< Job 33 >

1 En gewisselijk, o Job! hoor toch mijn redenen, en neem al mijn woorden ter ore.
And now, O Job, give ear to my words, and take note of all I say.
2 Zie nu, ik heb mijn mond opengedaan; mijn tong spreekt onder mijn gehemelte.
See, now my mouth is open, my tongue gives out words.
3 Mijn redenen zullen de oprechtigheid mijns harten, en de wetenschap mijner lippen, wat zuiver is, uitspreken.
My heart is overflowing with knowledge, my lips say what is true.
4 De Geest Gods heeft mij gemaakt, en de adem des Almachtigen heeft mij levend gemaakt.
The spirit of God has made me, and the breath of the Ruler of all gives me life.
5 Zo gij kunt, antwoord mij; schik u voor mijn aangezicht, stel u.
If you are able, give me an answer; put your cause in order, and come forward.
6 Zie, ik ben Godes, gelijk gij; uit het leem ben ik ook afgesneden.
See, I am the same as you are in the eyes of God; I was cut off from the same bit of wet earth.
7 Zie, mijn verschrikking zal u niet beroeren, en mijn hand zal over u niet zwaar zijn.
Fear of me will not overcome you, and my hand will not be hard on you.
8 Zeker, gij hebt gezegd voor mijn oren, en ik heb de stem der woorden gehoord;
But you said in my hearing, and your voice came to my ears:
9 Ik ben rein, zonder overtreding; ik ben zuiver, en heb geen misdaad.
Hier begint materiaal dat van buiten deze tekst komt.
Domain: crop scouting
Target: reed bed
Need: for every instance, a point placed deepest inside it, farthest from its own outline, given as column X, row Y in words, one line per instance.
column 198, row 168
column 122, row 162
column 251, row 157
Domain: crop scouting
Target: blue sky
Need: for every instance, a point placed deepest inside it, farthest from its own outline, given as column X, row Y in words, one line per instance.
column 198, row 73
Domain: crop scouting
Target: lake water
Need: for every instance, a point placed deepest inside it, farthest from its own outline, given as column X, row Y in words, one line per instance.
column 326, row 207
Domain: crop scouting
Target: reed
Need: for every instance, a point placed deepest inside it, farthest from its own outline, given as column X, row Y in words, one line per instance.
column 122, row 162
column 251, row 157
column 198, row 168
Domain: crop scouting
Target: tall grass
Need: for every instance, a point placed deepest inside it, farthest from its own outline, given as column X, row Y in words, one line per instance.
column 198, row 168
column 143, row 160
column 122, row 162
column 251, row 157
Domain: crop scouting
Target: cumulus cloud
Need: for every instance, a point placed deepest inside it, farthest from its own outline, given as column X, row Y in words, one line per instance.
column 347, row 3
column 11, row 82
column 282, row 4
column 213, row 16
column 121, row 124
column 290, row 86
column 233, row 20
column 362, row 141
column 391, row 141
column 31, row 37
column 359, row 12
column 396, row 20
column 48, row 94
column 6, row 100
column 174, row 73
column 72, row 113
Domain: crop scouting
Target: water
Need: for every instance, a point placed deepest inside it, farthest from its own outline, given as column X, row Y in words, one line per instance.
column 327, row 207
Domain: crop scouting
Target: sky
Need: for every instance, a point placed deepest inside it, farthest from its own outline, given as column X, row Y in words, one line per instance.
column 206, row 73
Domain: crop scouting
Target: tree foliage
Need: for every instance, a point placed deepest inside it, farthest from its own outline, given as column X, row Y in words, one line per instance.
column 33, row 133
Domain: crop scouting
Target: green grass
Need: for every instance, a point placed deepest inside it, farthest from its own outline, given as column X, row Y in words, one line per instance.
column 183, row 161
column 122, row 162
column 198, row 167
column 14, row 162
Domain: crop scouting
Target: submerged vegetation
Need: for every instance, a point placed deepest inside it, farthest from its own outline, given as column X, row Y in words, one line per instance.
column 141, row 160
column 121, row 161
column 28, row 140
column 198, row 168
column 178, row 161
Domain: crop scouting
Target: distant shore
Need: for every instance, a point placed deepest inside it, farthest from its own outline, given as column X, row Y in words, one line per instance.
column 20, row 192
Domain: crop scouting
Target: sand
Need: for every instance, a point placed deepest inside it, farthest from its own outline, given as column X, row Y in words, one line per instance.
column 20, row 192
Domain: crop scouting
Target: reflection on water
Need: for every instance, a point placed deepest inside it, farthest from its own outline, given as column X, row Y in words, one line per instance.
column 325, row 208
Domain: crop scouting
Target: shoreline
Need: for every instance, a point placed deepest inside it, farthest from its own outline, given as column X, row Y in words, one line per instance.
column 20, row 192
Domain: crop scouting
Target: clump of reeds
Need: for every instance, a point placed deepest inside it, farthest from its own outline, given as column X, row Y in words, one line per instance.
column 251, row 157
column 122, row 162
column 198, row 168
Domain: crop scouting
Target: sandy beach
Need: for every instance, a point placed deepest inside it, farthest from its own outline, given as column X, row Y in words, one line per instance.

I am clean, without sin; I am washed, and there is no evil in me:
10 Zie, Hij vindt oorzaken tegen mij, Hij houdt mij voor Zijn vijand.
See, he is looking for something against me; in his eyes I am as one of his haters;
11 Hij legt mijn voeten in den stok; Hij neemt al mijn paden waar.
He puts chains on my feet; he is watching all my ways.
12 Zie, hierin zijt gij niet rechtvaardig, antwoord ik u; want God is meerder dan een mens.
Truly, in saying this you are wrong; for God is greater than man.
13 Waarom hebt gij tegen Hem getwist? Want Hij antwoordt niet van al Zijn daden.
Why do you put forward your cause against him, saying, He gives no answer to any of my words?
14 Maar God spreekt eens of tweemaal; doch men let niet daarop.
For God gives his word in one way, even in two, and man is not conscious of it:
15 In den droom, door het gezicht des nachts, als een diepe slaap op de lieden valt, in de sluimering op het leger;
In a dream, in a vision of the night, when deep sleep comes on men, while they take their rest on their beds;
16 Dan openbaart Hij het voor het oor der lieden, en Hij verzegelt hun kastijding;
Then he makes his secrets clear to men, so that they are full of fear at what they see;
17 Opdat Hij den mens afwende van zijn werk, en van den man de hovaardij verberge;
In order that man may be turned from his evil works, and that pride may be taken away from him;
18 Dat Hij zijn ziel van het verderf afhoude; en zijn leven, dat het door het zwaard niet doorga.
To keep back his soul from the underworld, and his life from destruction.
19 Ook wordt hij gestraft met smart op zijn leger, en de sterke menigte zijner beenderen;
Pain is sent on him as a punishment, while he is on his bed; there is no end to the trouble in his bones;
20 Zodat zijn leven het brood zelf verfoeit, en zijn ziel de begeerlijke spijze;
He has no desire for food, and his soul is turned away from delicate meat;
21 Dat zijn vlees verdwijnt uit het gezicht, en zijn beenderen, die niet gezien werden, uitsteken;
His flesh is so wasted away, that it may not be seen, and his bones. ...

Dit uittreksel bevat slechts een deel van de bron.